Bidirectional Wan 2.1 — T2V 1.3B / 480p and I2V 14B / 480p. The parity baseline for self-forcing and causal-forcing recipes.

Wan2.1
Cosmos-Predict2.5

Bidirectional Cosmos-Predict2 recipes (T2V / I2V, 2B).

Cosmos-Predict2.5

What we measure#

The reported metric is steady-state per-step latency: the wall-clock of one autoregressive step once past AR step 2 and the steady-state CUDA graph is captured. This is the total(w/o finalize) value the inference pipeline logs each step. Time to first frame is not reported, and quality metrics (FVD, CLIP-T) are out of scope here — they are tracked by each recipe’s training pipeline.
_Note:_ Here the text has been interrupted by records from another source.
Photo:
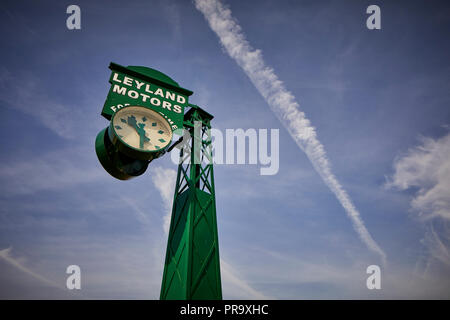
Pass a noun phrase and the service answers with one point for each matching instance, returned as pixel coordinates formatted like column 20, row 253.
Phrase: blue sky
column 378, row 99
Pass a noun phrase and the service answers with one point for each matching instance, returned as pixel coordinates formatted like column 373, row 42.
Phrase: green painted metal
column 192, row 265
column 142, row 86
column 116, row 163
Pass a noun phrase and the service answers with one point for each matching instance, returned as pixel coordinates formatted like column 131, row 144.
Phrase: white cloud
column 52, row 171
column 426, row 167
column 283, row 104
column 5, row 254
column 234, row 286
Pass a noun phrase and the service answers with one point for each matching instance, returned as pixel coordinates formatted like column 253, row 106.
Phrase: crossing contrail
column 283, row 104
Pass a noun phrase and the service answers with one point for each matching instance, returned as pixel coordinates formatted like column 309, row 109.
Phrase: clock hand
column 132, row 122
column 142, row 135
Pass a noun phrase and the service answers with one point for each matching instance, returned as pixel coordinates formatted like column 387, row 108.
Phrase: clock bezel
column 130, row 150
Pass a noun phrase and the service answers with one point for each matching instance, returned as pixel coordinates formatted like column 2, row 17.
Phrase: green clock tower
column 145, row 108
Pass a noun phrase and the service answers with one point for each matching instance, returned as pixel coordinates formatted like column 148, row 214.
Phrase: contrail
column 282, row 103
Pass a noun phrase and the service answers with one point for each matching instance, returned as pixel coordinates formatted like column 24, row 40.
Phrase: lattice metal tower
column 192, row 265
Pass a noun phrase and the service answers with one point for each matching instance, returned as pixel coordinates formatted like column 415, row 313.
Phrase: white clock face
column 142, row 128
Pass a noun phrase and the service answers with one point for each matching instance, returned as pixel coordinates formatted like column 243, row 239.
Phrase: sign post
column 145, row 107
column 192, row 266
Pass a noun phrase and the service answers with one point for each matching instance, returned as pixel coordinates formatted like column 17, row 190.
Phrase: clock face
column 141, row 128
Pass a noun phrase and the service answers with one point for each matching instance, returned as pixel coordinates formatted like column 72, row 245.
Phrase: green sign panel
column 146, row 87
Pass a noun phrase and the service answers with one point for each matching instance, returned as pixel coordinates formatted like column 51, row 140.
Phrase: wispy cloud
column 50, row 171
column 235, row 286
column 164, row 180
column 426, row 167
column 5, row 254
column 283, row 104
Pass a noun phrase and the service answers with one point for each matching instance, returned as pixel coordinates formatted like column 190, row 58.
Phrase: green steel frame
column 192, row 264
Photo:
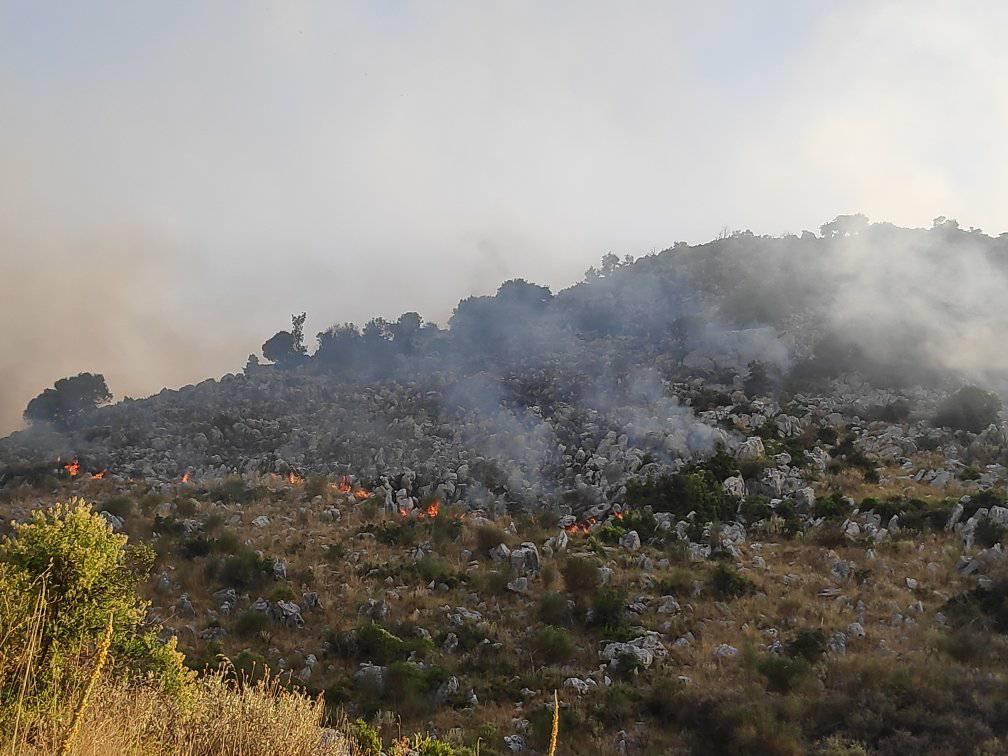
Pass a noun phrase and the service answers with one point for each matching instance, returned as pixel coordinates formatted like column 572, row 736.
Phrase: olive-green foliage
column 234, row 490
column 581, row 575
column 366, row 739
column 970, row 408
column 682, row 493
column 809, row 644
column 726, row 582
column 982, row 608
column 833, row 507
column 424, row 745
column 245, row 570
column 250, row 623
column 120, row 506
column 609, row 609
column 782, row 673
column 487, row 537
column 553, row 645
column 378, row 645
column 316, row 485
column 68, row 560
column 554, row 609
column 408, row 686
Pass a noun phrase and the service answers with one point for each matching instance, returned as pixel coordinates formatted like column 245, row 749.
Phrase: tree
column 843, row 226
column 287, row 347
column 69, row 399
column 67, row 571
column 757, row 382
column 970, row 408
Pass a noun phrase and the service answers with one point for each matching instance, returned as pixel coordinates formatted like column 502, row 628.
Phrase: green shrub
column 782, row 673
column 609, row 609
column 376, row 644
column 366, row 739
column 989, row 532
column 553, row 645
column 833, row 507
column 185, row 506
column 620, row 704
column 316, row 485
column 68, row 560
column 971, row 408
column 682, row 493
column 234, row 490
column 808, row 644
column 554, row 609
column 488, row 537
column 120, row 506
column 245, row 570
column 581, row 575
column 725, row 582
column 250, row 623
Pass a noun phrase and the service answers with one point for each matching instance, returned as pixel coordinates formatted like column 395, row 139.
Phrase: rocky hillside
column 733, row 498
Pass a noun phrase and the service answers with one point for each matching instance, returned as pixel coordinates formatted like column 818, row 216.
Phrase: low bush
column 553, row 645
column 581, row 575
column 250, row 623
column 726, row 582
column 970, row 408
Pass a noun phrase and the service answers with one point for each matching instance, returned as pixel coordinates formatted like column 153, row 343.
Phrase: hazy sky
column 176, row 178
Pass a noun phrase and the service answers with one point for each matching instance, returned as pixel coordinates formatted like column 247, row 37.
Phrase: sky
column 177, row 178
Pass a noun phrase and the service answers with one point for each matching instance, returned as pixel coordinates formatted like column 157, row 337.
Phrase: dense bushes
column 682, row 493
column 971, row 408
column 66, row 573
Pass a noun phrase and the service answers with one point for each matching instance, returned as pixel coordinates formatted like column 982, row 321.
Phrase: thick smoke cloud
column 177, row 179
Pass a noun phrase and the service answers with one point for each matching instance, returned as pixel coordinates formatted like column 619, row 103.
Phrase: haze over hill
column 175, row 181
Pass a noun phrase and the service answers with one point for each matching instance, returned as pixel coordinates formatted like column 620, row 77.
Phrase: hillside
column 741, row 497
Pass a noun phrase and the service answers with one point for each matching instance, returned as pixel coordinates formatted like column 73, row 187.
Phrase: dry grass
column 219, row 718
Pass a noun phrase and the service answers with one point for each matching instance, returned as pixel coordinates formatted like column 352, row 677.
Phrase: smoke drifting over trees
column 897, row 305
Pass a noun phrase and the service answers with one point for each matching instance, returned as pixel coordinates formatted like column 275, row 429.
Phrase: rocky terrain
column 716, row 520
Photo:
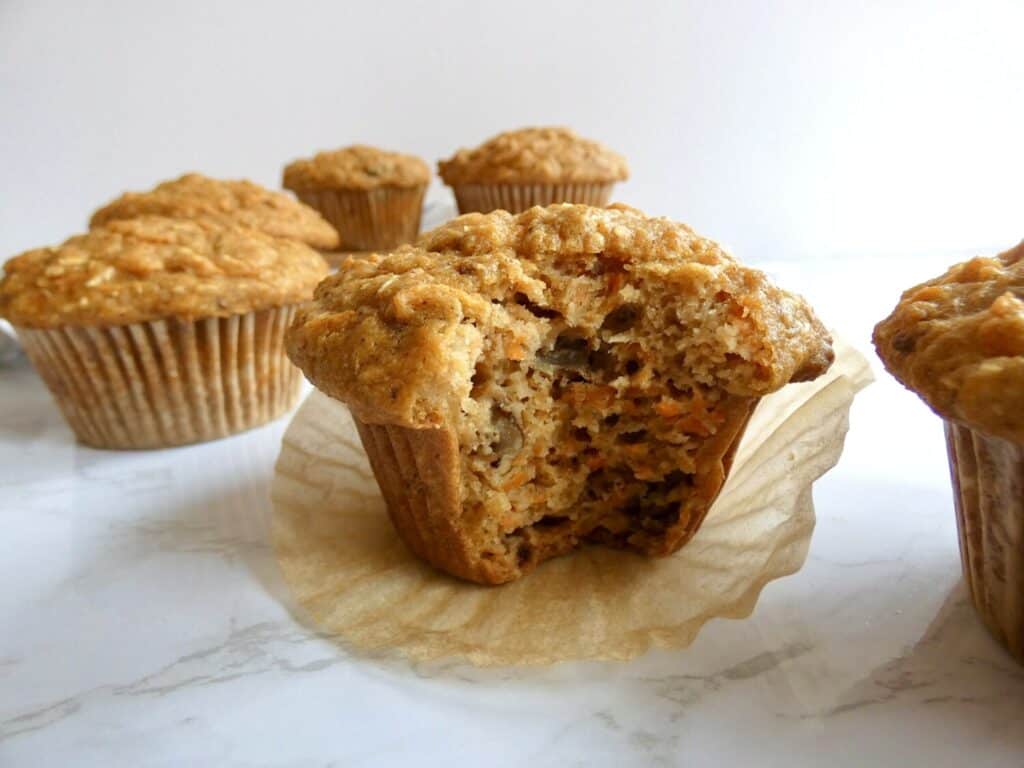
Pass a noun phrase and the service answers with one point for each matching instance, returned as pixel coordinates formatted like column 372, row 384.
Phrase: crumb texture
column 957, row 341
column 592, row 371
column 153, row 267
column 535, row 156
column 356, row 167
column 237, row 203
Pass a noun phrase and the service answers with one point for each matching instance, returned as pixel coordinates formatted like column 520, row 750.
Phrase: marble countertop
column 143, row 621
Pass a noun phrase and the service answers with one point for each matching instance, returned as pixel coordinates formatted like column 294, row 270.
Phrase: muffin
column 519, row 169
column 374, row 198
column 957, row 341
column 526, row 383
column 155, row 332
column 225, row 203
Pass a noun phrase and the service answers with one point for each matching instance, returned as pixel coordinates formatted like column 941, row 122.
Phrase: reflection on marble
column 143, row 622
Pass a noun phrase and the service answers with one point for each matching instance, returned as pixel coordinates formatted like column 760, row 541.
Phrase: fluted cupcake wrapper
column 518, row 198
column 988, row 487
column 378, row 219
column 167, row 382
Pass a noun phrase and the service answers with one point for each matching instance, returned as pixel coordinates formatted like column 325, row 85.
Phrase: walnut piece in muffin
column 554, row 155
column 957, row 341
column 238, row 203
column 566, row 375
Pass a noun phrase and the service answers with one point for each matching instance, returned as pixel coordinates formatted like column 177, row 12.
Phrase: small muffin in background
column 238, row 203
column 155, row 332
column 519, row 169
column 374, row 198
column 523, row 384
column 957, row 341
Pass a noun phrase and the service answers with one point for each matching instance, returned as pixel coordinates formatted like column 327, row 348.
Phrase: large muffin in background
column 230, row 203
column 526, row 383
column 154, row 332
column 519, row 169
column 957, row 341
column 374, row 198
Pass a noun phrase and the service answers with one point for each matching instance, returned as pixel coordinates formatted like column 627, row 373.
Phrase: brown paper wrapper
column 518, row 198
column 378, row 219
column 349, row 571
column 988, row 491
column 167, row 382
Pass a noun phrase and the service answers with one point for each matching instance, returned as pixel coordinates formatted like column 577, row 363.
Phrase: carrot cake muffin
column 957, row 341
column 374, row 198
column 526, row 383
column 153, row 332
column 532, row 166
column 238, row 203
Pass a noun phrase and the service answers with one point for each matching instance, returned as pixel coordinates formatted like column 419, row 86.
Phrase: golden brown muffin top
column 238, row 203
column 153, row 267
column 957, row 341
column 535, row 155
column 356, row 167
column 396, row 336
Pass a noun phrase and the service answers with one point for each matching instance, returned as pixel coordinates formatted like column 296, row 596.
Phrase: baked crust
column 238, row 203
column 356, row 167
column 153, row 267
column 957, row 341
column 551, row 155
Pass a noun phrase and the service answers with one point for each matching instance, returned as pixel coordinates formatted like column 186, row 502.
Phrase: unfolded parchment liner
column 349, row 571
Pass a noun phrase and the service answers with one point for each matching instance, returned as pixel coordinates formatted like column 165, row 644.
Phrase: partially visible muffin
column 957, row 341
column 153, row 332
column 374, row 198
column 532, row 166
column 523, row 384
column 238, row 203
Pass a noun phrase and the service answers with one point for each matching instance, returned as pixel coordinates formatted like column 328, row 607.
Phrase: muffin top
column 152, row 267
column 957, row 341
column 231, row 203
column 356, row 167
column 396, row 336
column 535, row 155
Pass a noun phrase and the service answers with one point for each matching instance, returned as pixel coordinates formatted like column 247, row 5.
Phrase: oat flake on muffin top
column 152, row 267
column 957, row 341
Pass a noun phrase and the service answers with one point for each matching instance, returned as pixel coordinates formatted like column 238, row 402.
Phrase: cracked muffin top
column 957, row 341
column 535, row 155
column 396, row 336
column 239, row 203
column 356, row 167
column 151, row 267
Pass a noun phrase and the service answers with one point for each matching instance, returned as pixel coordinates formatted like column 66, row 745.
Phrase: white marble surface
column 143, row 622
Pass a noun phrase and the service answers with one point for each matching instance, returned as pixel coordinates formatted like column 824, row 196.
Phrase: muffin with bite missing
column 524, row 384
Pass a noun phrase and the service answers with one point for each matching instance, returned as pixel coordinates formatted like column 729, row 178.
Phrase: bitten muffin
column 957, row 341
column 154, row 332
column 374, row 198
column 526, row 383
column 519, row 169
column 238, row 203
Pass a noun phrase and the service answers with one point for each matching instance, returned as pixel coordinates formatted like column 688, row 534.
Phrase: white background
column 783, row 129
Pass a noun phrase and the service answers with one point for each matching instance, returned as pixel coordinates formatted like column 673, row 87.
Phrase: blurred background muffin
column 154, row 332
column 532, row 166
column 374, row 198
column 240, row 203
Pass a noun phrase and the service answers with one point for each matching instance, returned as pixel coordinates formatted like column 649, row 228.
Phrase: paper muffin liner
column 378, row 219
column 354, row 578
column 167, row 382
column 988, row 489
column 518, row 198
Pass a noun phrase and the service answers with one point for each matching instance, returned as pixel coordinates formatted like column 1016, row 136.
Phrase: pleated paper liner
column 378, row 219
column 518, row 198
column 167, row 382
column 350, row 573
column 988, row 489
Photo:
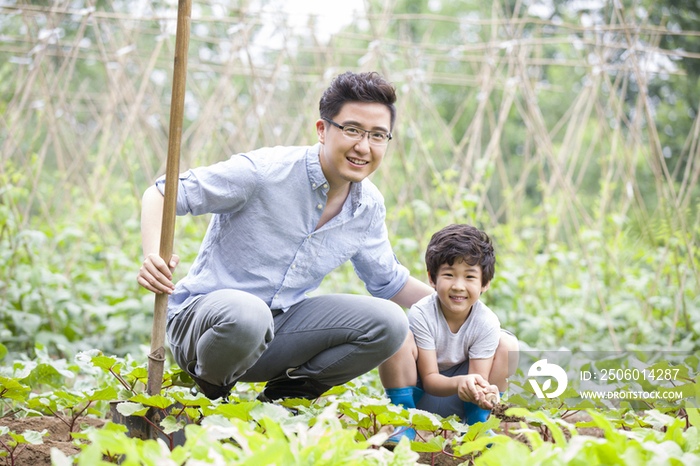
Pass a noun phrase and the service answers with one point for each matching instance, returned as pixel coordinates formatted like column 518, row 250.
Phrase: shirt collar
column 318, row 180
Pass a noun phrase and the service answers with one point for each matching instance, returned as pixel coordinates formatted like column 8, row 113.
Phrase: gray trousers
column 233, row 335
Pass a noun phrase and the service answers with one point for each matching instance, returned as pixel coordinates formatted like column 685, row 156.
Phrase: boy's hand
column 155, row 275
column 473, row 388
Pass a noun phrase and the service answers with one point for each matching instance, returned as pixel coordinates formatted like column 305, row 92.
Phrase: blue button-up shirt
column 262, row 237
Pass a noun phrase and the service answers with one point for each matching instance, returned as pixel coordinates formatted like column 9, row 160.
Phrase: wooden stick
column 172, row 171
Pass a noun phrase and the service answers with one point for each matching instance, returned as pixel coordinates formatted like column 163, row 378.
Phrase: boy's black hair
column 464, row 242
column 368, row 87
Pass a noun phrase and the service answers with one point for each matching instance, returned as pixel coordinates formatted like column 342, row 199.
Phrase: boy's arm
column 439, row 385
column 413, row 291
column 482, row 367
column 154, row 274
column 471, row 387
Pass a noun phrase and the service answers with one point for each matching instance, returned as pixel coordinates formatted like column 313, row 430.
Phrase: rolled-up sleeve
column 224, row 187
column 376, row 264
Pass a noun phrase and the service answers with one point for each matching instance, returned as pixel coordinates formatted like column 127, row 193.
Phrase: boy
column 455, row 335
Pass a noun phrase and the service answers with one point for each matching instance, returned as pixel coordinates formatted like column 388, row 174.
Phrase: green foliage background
column 535, row 121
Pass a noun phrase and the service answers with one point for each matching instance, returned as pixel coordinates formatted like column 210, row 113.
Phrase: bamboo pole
column 172, row 171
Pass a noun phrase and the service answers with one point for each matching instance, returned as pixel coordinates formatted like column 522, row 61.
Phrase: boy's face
column 458, row 287
column 346, row 160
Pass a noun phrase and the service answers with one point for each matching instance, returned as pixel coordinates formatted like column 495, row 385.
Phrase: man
column 283, row 219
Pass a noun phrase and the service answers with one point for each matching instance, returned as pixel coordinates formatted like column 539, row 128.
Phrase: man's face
column 346, row 160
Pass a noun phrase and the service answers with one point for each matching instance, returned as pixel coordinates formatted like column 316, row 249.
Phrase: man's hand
column 473, row 388
column 155, row 275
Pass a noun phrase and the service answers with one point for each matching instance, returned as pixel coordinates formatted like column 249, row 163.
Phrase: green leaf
column 106, row 394
column 127, row 408
column 239, row 411
column 12, row 389
column 482, row 443
column 157, row 401
column 103, row 362
column 188, row 400
column 434, row 445
column 693, row 416
column 170, row 425
column 48, row 375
The benchmark only verifies that the inference path holds tolerance-bounded parity with the upstream reference, which is enforced per recipe (see A note on parity below).

Methodology#

Each row is produced by driving a recipe end-to-end and parsing the per-step log lines: drop the first two AR steps as warm-up, then take the median of the remaining total(w/o finalize) values.

uv run flashdreams-run \
    self-forcing-wan2.1-t2v-1.3b-taehv \
    --total-blocks 7 \
    2>&1 | tee /tmp/bench-self-forcing.log

--total-blocks is defined on the streaming-runner subclasses (self_forcing, causal_forcing, fastvideo_causal_wan22, lingbot, omnidreams); bidirectional runners (wan21-*, cosmos2-*) drop the flag and emit a single end-to-end output.

For multi-GPU recipes, launch the same command under torchrun; the recipe transformer auto-detects its context-parallel size from the launcher’s world group (LingBot-World uses Ulysses sequence parallelism across 4 GPUs):

uv run torchrun --nproc_per_node=4 --no-python \
    flashdreams-run lingbot-world-fast --total-blocks 21

The upstream baseline in Versus upstream runs the same checkpoint under the upstream library’s own runner; per-integration instructions live under integrations/<name>/tests/parity_check/.

A note on parity

Six integrations ship a parity check against their upstream reference under integrations/<name>/tests/parity_check/run.sh: self_forcing, lingbot, wan21, cosmos_predict2, flashvsr, and hy_worldplay (intended for manual execution in the upstream environment, not in CI). The numbers on this page assume parity holds where it is enforced; see Community for how to escalate a regression rather than averaging away a discrepancy.